Great Moments in Plagiarization
ESPN plagiarised — and then un-plagiarised and apologized for plagiarising — a story on my NBC colleague Mike Florio’s Pro Football Talk blog. Best part of it is the first comment on ESPN’s article after the correction was made:
Jesus… at least plagiarize a legitimate site… you’re now poaching off of a failed lawyer’s sports blog
That works for me on so many levels.
Quite a heartfelt apology, huh? “Should have been attributed…” I guess I shouldn’t complain—it’s a fairly tacit admission that ESPN straight stole content. It beats some sort of mistake defense along the lines of “I didn’t know that stuff they were injecting in my butt that made me crazy strong might have been steroids.”
By the way, Craig, I know you don’t twitter (or if you do, it’s pretty stealthy). But I’d check this every day or two:
http://www.twitter.com/OldHossRadbourn . Pure gold. I put him in my DD account just to add some humor to the feed.

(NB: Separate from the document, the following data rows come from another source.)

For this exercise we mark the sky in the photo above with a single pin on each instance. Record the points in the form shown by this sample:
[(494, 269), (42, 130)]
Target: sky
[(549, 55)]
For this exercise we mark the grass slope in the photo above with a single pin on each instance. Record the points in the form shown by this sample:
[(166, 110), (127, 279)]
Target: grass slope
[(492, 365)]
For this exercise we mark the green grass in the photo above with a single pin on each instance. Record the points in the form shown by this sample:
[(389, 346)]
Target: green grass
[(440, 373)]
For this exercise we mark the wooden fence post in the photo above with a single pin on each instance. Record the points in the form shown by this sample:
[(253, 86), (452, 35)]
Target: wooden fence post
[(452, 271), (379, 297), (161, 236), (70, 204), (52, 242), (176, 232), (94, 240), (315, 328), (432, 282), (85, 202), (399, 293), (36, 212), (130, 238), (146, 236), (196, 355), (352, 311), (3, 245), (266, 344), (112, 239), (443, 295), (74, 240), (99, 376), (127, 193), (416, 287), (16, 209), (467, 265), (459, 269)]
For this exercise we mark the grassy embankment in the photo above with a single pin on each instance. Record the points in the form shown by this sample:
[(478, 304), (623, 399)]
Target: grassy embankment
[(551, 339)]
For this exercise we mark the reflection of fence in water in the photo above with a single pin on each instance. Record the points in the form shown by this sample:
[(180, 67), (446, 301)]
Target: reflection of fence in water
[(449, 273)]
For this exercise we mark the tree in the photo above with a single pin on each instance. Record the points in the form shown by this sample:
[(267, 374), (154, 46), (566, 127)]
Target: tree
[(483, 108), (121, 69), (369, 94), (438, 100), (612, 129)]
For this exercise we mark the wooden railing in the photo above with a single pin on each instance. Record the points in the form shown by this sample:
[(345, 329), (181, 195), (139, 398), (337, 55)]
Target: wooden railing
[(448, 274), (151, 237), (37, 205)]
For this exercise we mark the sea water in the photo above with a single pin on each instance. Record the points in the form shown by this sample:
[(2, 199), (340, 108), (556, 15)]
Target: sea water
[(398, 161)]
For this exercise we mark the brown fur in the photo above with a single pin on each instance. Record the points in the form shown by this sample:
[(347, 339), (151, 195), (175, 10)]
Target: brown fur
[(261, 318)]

Sorry… isn’t it “plagiarism”?
Yeah. I was kind of trying to be funny at the time, but as I sit here right now, I’m not sure what made me think I was being funny.
Failed Lawyers would be a good name for a band.
ESPN—what an organization. To think that ESPN was the first channel I turned to back in the 1980s.
Between the sex scandals, the constant claims to “scoops” (which often seem to be claims to stories that have already become common knowledge),and now a blatant example of plagiarism, ESPN has much to be proud of in recent years.